Par conséquent, la Cour conclut que les sociétés constituées à Gibraltar ne remplissent pas les conditions d’applicabilité prévues par la directive mère-fille.

Enfin, si la juridiction de renvoi a limité ses questions à l’interprétation des dispositions de la directive mère-fille, la CJUE rappelle l’obligation de l’EM de respecter les articles 49 et 63 du TFUE et de vérifier, éventuellement, si l’imposition des bénéfices distribués par une filiale bulgare à sa société mère établie à Gibraltar constitue, au regard du droit d’établissement ou de la libre circulation des capitaux dont jouissent les sociétés constituées à Gibraltar (ordonnance du 12 octobre 2017, Fisher, C‑192/16, points 26 et 27), une restriction et, dans l’affirmative, si une telle restriction est justifiée.

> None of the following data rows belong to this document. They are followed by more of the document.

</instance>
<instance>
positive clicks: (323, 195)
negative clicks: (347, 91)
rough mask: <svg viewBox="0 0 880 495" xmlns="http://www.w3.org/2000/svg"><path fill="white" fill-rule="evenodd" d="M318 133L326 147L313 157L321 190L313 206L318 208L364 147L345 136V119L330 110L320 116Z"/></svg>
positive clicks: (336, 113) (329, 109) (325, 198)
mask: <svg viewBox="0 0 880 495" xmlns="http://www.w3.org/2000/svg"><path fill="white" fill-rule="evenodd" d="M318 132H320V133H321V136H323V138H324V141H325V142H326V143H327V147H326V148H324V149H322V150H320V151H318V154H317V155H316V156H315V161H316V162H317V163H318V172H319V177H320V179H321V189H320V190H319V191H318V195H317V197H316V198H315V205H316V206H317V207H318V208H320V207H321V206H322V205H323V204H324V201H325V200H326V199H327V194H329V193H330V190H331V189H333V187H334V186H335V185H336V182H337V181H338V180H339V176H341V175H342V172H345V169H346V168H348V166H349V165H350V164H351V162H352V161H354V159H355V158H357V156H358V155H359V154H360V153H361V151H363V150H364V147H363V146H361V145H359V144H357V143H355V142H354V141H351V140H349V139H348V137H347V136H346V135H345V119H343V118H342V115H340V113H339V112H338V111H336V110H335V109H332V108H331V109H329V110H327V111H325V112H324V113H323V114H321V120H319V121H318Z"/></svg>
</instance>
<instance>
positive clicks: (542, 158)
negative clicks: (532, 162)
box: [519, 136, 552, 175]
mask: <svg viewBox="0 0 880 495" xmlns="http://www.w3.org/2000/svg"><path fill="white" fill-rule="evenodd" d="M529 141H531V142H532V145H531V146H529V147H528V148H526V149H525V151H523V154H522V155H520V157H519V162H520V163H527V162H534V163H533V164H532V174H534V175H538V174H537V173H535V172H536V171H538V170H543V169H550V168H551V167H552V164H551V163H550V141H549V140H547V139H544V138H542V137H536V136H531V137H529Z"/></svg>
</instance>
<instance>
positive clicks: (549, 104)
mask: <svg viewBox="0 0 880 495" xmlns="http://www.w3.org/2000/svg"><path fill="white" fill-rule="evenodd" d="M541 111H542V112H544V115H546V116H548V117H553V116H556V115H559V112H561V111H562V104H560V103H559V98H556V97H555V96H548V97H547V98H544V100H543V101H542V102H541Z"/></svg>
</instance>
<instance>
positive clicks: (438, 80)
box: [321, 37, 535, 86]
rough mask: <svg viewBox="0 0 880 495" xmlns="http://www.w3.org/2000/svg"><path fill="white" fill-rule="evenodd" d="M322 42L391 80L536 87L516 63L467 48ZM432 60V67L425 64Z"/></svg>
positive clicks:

De son côté, l’avocat général proposait d’aller plus loin et déduisait directement que les articles 49 et 52 du TFUE doivent être interprétés en ce sens qu’ils s’opposent à une législation d’un EM qui exclut de l’exonération des impôts retenus à la source, de manière générale et sur la base d’un critère territorial, les dividendes versés par des filiales constituées dans cet EM à leurs sociétés mères établies à Gibraltar. Nous vous invitons donc à consulter ses conclusions pour plus de détails sur cet argumentaire. En tout état de cause, il faudra attendre une nouvelle occasion pour connaître la position retenue par la CJUE sur ce point.

La période concernée par le litige est également couverte par la directive 90/435, telle que modifié par la directive 2006/98/CE du Conseil, la réponse de la Cour a également vocation à s’appliquer à cette directive mère-fille 90/435, les dispositions en cause étant identiques dans les 2 textes (directives 2011/96 et 90/435).